Press Fig. 4, the switching voltage of appearance detects in a branch road of neutral point circuit as voltage drop.One and the proportional output voltage of switching voltage are further handled and provided to the voltage that records with high pass filter.It can begin the control signal that disconnects for the first time by traditional mode produces expectation when surpassing the threshold value of regulation contact.
Be suitable for following formula: U for switching voltage (arc voltage)
1+ U
2+ U
3=0, I
1+ I
2+ I
3=0U
1-U
STP=R
*I
1+ L
*D/dt (I
1)+U
B1U
2-U
STP=R
*I
2+ L
*D/dt (I
2)+U
B2U
3-U
STP=R
*I
3+ L
*D/dt (I
3)+U
B3 U in the formula (
1,2,3)=phase voltage, U
STP=neutral point voltage, I (
1,2,3)=phase current, U
B(
1,2,3)=arc voltage, R=ohm load, L=inductive load.
U for example under the situation of the first cut-off switch utmost point
B2And U
B3Be zero, so draw
U
STP=-U
B1In the equation above/3 substitutions and at L=0, U:=U
1,2,3And I:=I
1,2,3The time, can draw that two possible measured values are on a branch road of neutral point circuit:
R
*I=U-2/3U
B
R
*I=U+1/3U
B
Have in the structure of passive high three-way filter at Fig. 4, measure the useful signal of the about 1V of amplitude, the about equally 1V of amplitudes of residual signal of noisy line voltage (220V~) generation for a 16V voltage step (it corresponding in the contact of contactor bridge contact the switching voltage after separately).Adopt active more high-grade high pass filter, noisy line voltage component can be reduced to a negligible amount.
Therefore in order further to reduce the line voltage component in measuring voltage, can replace the passive high three-way filter 50 among Fig. 4 and use the more high-grade active high-pass filter or the series circuit of passive and active high-pass filter.
The amplitude of active high-pass filter input voltage can be restricted to permissible value by series connection passive high three-way filter 50.
Revised the circuit by Fig. 4 among Fig. 5 in the following manner, that is, wherein phase line of artificial neutral point circuit directly connects an analytical equipment 600, and its same monitoring contact disconnects and line voltage.A slotted line that respectively is useful on its phase voltage of monitoring from the two other phase line is connected on this analytical equipment.Here analytical equipment 600 comprises passive and/or active high-pass filter, is used to detect the switching voltage of the switch contact of first disconnection, in addition also includes the electronic circuit that detects monitored circuit phase voltage.

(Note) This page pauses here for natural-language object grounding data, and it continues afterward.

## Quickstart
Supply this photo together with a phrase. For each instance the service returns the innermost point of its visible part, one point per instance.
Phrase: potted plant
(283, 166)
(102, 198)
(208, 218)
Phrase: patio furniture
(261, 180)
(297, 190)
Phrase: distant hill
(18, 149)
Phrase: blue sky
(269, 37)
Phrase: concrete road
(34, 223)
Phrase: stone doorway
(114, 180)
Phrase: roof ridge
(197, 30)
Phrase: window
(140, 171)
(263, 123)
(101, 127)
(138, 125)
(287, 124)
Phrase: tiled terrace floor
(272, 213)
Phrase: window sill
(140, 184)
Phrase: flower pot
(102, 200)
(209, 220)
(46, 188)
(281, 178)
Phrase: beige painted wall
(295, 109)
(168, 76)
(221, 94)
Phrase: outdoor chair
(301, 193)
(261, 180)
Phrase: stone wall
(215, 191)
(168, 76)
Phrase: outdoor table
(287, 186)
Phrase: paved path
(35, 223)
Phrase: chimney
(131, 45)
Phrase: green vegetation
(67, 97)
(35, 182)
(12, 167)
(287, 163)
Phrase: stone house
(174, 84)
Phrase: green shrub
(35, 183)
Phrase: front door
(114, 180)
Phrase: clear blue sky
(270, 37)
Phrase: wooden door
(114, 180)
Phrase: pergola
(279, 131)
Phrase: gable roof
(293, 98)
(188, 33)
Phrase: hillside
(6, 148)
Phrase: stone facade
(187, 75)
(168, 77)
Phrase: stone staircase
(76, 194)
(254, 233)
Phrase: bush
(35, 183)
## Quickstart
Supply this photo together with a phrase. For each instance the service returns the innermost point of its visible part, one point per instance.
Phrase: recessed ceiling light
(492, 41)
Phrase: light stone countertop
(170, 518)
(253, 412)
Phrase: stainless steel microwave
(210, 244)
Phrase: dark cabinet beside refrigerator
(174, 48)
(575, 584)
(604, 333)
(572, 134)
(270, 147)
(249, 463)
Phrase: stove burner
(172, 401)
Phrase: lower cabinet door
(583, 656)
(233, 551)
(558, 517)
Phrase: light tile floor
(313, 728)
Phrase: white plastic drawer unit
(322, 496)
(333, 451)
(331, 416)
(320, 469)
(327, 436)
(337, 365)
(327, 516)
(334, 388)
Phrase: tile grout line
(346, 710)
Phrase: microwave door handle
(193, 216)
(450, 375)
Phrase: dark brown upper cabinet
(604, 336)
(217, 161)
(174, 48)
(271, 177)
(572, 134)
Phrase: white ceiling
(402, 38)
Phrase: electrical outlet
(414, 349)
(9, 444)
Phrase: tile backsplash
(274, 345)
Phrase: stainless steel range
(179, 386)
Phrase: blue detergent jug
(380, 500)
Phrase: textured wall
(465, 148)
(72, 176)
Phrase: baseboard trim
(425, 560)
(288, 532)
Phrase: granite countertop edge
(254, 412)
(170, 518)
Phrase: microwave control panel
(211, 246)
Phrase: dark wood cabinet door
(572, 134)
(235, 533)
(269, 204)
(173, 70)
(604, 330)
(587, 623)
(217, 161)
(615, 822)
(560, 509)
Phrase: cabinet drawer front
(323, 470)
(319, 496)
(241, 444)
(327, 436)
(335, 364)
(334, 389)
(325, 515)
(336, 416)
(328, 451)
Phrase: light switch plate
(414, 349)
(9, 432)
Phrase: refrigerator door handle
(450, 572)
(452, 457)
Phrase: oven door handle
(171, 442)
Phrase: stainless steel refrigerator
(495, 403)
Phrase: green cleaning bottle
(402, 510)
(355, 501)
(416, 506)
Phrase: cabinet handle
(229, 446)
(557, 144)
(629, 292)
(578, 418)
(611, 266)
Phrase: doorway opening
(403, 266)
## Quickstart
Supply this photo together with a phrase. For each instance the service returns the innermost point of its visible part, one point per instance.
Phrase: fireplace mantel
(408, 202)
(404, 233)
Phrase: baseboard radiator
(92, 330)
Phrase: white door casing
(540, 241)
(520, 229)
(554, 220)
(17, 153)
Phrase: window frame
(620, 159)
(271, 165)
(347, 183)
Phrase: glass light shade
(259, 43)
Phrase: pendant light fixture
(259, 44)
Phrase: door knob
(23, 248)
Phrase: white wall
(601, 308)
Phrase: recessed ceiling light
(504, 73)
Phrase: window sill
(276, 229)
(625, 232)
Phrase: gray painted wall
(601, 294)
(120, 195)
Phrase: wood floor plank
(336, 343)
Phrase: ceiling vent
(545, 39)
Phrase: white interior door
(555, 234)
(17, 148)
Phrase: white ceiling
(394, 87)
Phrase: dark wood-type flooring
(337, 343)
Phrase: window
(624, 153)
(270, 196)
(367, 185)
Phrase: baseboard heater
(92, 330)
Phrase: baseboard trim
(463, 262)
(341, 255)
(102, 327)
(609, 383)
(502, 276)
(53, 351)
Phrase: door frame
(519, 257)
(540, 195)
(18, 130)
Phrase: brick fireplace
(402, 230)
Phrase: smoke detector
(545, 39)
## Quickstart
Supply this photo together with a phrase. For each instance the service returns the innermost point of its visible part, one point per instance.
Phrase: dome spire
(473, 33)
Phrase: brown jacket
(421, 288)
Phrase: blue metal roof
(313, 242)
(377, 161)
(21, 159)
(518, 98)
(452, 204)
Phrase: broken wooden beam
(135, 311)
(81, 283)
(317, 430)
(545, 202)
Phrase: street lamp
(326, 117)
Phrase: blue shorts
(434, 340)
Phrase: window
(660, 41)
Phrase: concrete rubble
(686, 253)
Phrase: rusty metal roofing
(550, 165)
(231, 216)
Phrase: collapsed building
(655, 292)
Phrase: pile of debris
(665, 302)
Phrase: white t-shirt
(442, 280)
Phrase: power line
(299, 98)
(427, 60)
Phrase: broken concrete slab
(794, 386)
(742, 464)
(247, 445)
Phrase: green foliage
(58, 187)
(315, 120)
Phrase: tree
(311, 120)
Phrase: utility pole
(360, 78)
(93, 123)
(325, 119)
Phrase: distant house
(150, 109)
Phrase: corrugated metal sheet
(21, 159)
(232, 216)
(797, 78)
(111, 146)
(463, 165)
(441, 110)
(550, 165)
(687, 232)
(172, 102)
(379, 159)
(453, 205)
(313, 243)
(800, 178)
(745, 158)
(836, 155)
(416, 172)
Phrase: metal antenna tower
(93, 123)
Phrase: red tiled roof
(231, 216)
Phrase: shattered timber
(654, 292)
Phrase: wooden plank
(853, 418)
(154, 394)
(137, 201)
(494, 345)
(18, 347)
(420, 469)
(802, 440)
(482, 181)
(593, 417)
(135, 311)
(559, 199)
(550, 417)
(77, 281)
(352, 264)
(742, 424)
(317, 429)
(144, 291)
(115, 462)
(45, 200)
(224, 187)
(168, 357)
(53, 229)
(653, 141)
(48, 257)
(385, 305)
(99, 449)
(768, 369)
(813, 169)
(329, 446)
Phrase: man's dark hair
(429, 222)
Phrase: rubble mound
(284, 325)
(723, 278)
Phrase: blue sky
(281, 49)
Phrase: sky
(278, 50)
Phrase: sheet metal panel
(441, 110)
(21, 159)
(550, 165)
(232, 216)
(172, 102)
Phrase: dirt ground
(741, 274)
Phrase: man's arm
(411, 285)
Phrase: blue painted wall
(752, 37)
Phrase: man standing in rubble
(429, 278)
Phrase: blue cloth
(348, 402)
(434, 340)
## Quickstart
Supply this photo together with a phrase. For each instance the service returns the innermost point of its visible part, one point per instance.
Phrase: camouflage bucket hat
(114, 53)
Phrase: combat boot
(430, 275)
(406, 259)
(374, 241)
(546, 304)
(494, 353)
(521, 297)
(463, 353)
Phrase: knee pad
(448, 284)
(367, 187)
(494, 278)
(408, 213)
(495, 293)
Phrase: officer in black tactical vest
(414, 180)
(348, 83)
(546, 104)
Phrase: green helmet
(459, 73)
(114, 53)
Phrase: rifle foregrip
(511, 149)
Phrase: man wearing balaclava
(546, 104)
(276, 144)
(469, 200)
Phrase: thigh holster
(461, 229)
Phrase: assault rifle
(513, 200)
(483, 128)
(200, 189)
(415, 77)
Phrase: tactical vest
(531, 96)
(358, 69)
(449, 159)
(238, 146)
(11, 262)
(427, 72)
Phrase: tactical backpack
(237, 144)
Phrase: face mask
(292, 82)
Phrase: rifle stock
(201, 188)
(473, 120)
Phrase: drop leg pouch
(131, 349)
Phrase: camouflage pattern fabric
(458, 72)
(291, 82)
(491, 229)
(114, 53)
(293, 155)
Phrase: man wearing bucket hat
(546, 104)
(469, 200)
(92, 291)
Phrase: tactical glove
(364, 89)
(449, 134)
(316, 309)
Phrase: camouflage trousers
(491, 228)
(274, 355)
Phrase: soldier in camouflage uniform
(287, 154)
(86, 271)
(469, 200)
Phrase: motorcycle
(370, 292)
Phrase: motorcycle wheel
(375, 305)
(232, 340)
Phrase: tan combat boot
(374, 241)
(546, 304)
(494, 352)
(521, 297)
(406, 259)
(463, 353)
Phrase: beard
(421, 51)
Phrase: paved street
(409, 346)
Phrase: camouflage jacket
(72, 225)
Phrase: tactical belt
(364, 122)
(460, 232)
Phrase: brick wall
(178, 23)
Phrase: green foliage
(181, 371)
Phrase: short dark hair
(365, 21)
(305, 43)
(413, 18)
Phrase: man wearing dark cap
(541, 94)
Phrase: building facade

By means of these figure the monitoring of contacts of contactor has been described mainly, following consideration then is applicable to the residual life of detection power switch:
In normal disconnection process, the mechanical energy of elasticity accumulator is converted into the kinetic energy of the switch lock member of motion and the contact of moving and changes into frictional work.
Along with mechanical energy is converted into kinetic energy, determines that disconnecting action from switch lock begins the motion process that begins to disconnect to the contact, and and then determine the required time.
Because pitting of contacts, no matter the contact is in the moment that on-state is still separated, and the supporting of motion contact all changes to some extent with respect to the position of fixed contact supporting, thereby has correspondingly changed the position of the switch lock member that is connected with the supporting of motion contact.For example switch shaft just be can be regarded as this type of switch lock member, and the motion contact props up and is housed on this switch shaft, also has the leverage of power being passed to switch shaft and/or motion contact in addition.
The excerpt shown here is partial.